I believe it was a compilation of different issues that joined together in one issue only. The physical dependance that it creates along with the strong mental addiction makes it so difficult to treat. But even knowing that governments decided to target or choose the wrong wars. As if it was easy just to say no, like it was once suggested. Or by lacking of political actions to enable more of the population to get help.
 
Purdue Pharma introduced OxyContin (time release -80 mgs & later 160 mgs tabs) in the mid 90's Purdue LIED to doctors and the FDA, citing that because they were slowly released into the system, it made them less likely to be abused. Purdue Pharma held the patent until 2013. In the meantime the sales skyrocketed (thanks to aggressive advertising) they (Purdue Pharma) were responsible for something like 30% of pain medication in the US-OxyContin sales went from $45 million-10 years later profits rose to over $3 BILLION. Their sales department received huge bonuses, so they pushed harder and flooded the market, so much so that OxyContin trickled down into a street drug because of the heroin- like high. During the same time more OxyContin hit the market, deaths from overdoses on pain killers also rose, hence the crackdown. As fewer oxys were available -during this time the street price of OxyContin skyrocketed. People could no longer afford them and turned to herion.

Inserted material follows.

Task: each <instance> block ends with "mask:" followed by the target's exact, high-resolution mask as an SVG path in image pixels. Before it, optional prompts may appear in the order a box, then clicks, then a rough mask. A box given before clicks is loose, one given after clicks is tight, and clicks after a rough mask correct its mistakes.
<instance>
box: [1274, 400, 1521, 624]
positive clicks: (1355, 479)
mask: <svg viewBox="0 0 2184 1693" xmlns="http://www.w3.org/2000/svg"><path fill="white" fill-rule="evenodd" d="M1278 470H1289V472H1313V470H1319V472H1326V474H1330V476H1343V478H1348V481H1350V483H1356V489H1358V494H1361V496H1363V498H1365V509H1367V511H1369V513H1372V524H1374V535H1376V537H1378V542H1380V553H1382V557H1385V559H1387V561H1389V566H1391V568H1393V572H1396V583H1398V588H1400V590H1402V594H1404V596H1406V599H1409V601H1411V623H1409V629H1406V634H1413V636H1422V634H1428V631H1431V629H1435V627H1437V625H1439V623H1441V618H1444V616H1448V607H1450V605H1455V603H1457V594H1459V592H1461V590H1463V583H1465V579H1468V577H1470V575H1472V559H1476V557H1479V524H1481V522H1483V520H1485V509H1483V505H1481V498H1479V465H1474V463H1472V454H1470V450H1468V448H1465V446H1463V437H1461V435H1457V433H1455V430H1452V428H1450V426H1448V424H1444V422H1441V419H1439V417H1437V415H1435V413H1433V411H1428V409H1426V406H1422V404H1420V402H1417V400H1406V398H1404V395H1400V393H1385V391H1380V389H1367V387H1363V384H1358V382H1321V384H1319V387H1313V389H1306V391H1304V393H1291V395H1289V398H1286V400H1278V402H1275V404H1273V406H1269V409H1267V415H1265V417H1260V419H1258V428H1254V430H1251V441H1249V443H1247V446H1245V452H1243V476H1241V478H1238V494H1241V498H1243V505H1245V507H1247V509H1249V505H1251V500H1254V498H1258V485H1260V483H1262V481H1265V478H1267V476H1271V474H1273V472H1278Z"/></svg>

I experienced this first hand with my son, who was treated in ER for shoulder pain, but the idiot nurse gave him a shot directly into his sciatic nerve. The pressure put on doctors caused them to cut his dosage- now he has a MAJOR herion addiction-thanks in part to the nightmare caused by Purdue Phara IMO, Purdue Pharma should be held accountable. The state of Kentucky sued and WON.
I followed the news and read many articles, I apologize for not being able to remember of ALL my sources.
Anyway, Purdue Pharma's HQ is located in Stamford, CT (where we lived until 2010) then we moved to Ohio, which is one of the hardest states hit.
Now, several members of my family are unable to get meds for their chronic pain- big trouble coming down the pike.
Also, WHY is the CDC involved in this matter (another less than transparent methods going on with behind the scenes- they are setting up regulations with board members in conflict of interest).
Why don't they keep their nose out of this situation and deal with the ANTIBIOTICS debacle!- that's a nightmare which could very well create pandemic levels of disease since bacteria has become resistant thanks to the overuse of antimicrobial meds..even wrorst trouble (than with the pain meds issue) coming down the pike!